1. Long term versus Short term

There are many differences in how each and every individual sees what is defined as "long term" or "short term". Some define 1 month as short, while others, long. As a general rule of thumb, investors generally invest in the long term while speculators focus on the short term.

Investors love things that provide them logical and sensible investments that bring in reliable and stable profits. Speculators on the other hand, love anything that is new and on the hype as of the moment.

2. Differences in emotions

A logical investor is not swayed by his emotions in terms of investing. He understands that emotions are what generally move the market, but it does not mean that it has any LASTING value in the long run.

Speculators on the other hand, event he logical ones, predict and through understanding of human emotions, use their emotions to trade in the market. They buy based on their gut feelings to "follow the crowd or trend". They are sure that by following the trend, there is no way they can lose as in both up, down or stable markets, they are able to make money. Either way, human emotions are the main driving force in the decision of speculators, even if the emotion does not come from them.

3. Technical versus Fundamental Analysis

Speculators are guided by charts, Japanese candle sticks, brand new news bulletins, newspapers and shocking headlines by corporations to decide when to buy and sell. They rarely if ever, delve into the history of the business itself. They do rarely, if ever, understand the underlying concept of the economic conditions and how it will affect the business as a whole. As their goals are merely usually confined towards a year, things like these do not generally rouse interest towards them.

Investors, on the other hand, browse through and understand the business that they are buying into. They understand that in order for them to go for a long term, the company itself must be able to sustain for the long term. For that to happen, the company must possess a stable and predictable future based on excellent economics in their favor. In order to do that, they are guided by the company's annual reports and they look and talk towards the company's management directly to learn and understand the business.

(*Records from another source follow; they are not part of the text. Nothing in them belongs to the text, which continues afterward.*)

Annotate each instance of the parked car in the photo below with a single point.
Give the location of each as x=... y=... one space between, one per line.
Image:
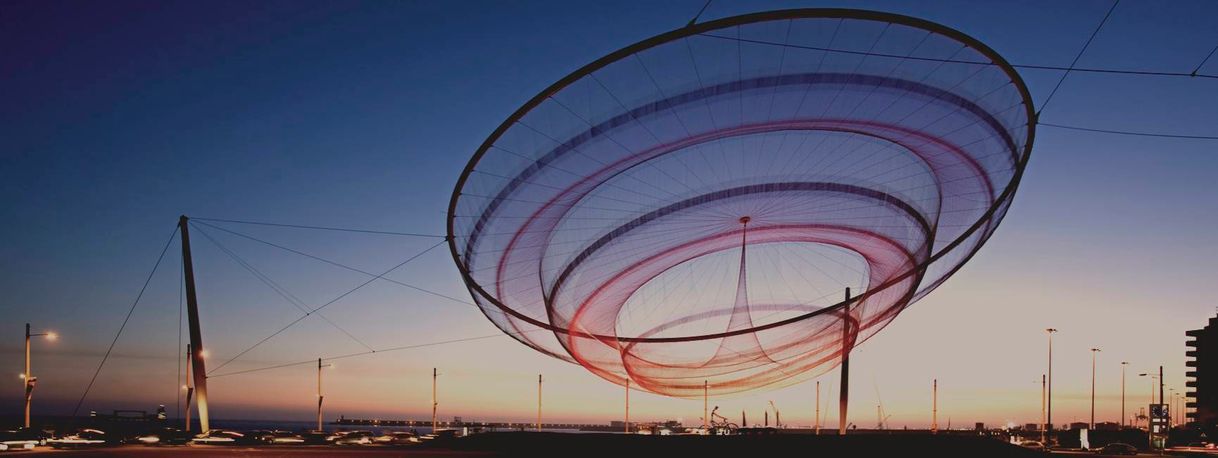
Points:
x=222 y=437
x=280 y=437
x=397 y=437
x=82 y=439
x=1117 y=448
x=353 y=439
x=168 y=436
x=21 y=439
x=1034 y=445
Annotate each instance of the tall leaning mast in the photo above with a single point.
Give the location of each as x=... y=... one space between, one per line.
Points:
x=196 y=336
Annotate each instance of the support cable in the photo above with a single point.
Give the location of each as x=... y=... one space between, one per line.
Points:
x=328 y=303
x=281 y=291
x=1079 y=55
x=1130 y=132
x=319 y=228
x=132 y=310
x=335 y=263
x=369 y=352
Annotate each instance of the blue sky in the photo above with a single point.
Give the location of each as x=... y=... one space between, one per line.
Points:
x=118 y=117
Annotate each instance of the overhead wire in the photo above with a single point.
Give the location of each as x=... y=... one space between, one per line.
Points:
x=1079 y=55
x=126 y=319
x=281 y=291
x=320 y=228
x=289 y=325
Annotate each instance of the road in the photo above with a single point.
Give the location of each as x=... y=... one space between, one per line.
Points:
x=271 y=451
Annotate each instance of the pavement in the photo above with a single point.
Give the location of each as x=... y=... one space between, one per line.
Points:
x=240 y=451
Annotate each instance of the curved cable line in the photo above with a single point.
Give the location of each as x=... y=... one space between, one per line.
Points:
x=694 y=20
x=337 y=264
x=369 y=352
x=319 y=228
x=1132 y=132
x=281 y=291
x=132 y=310
x=1203 y=61
x=1079 y=55
x=327 y=305
x=1028 y=66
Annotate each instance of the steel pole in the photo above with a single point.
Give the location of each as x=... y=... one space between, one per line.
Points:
x=28 y=392
x=319 y=397
x=844 y=390
x=817 y=420
x=705 y=402
x=934 y=407
x=189 y=391
x=538 y=402
x=435 y=402
x=196 y=335
x=1123 y=419
x=627 y=405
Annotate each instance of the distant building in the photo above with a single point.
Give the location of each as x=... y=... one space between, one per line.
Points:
x=1202 y=375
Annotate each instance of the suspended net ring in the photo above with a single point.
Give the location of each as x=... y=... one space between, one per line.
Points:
x=689 y=211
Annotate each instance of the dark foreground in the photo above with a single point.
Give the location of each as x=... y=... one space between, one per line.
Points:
x=557 y=443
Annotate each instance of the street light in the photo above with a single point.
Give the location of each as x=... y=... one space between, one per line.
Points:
x=27 y=379
x=1049 y=420
x=1093 y=386
x=319 y=397
x=1123 y=364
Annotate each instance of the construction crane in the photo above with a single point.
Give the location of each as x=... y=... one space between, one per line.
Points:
x=777 y=420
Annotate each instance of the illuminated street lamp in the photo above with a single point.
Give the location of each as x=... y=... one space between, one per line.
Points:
x=1123 y=364
x=1093 y=386
x=1049 y=420
x=319 y=397
x=27 y=379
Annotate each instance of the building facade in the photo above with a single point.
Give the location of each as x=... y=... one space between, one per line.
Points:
x=1202 y=375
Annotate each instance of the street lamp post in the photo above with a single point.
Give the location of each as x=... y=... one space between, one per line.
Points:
x=1049 y=419
x=1093 y=386
x=319 y=396
x=27 y=379
x=1123 y=364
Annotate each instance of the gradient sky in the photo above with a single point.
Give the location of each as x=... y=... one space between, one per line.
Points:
x=118 y=117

4. Voting machine versus Weighing Machine

The investor views the market as a weighing machine rather than a voting machine. They understand that the market, in the long run, will experience high and low cycles. However, the core value of the business itself, given the underlying economics of proper management, will in due time, revert and show its value based on the price of the business. They understand that if a company is consistently selling below its true worth, something is already generally wrong within the management or the economics of the business. The price in the long run is reflected as a weighing machine rather than a voting machine.

The speculator on the other hand, views the market as a voting machine. The more people vote against or with a certain hyped up issue, the more opportunities and emotions will sway to. They target and run towards the crowds and the most popular issues. Driven by emotions and greed, they love issues which provide the wild excitement in the price. The price is reflected on how popular the issue is at the given time, rather than how the business is actually worth.

5. The Doctor versus the Pianist

If you were to study real hard and put in dedicated effort and considerable amount of time into becoming a doctor, you would generally be able to become one through enough effort. You would be able to live of well enough to depend on your income generated from being a doctor with proper spending habits.

Pianists, on the other hand, are what you would call performing artists. In order to become and excel in one, you need more than what one would call just pure dedication and effort. You would need to have a very special set of characteristics in you that people will be able to take notice and make yourself stand out. You would only be able to succeed if you have this special quality.

It is the same for both speculators and investors. Investors are generally doctors. With enough effort, dedication and practice, you would be able to pass out generally well. You will be able to get rich quick, but with proper discipline, you would be able to get rich slowly. Unexciting, but steadily.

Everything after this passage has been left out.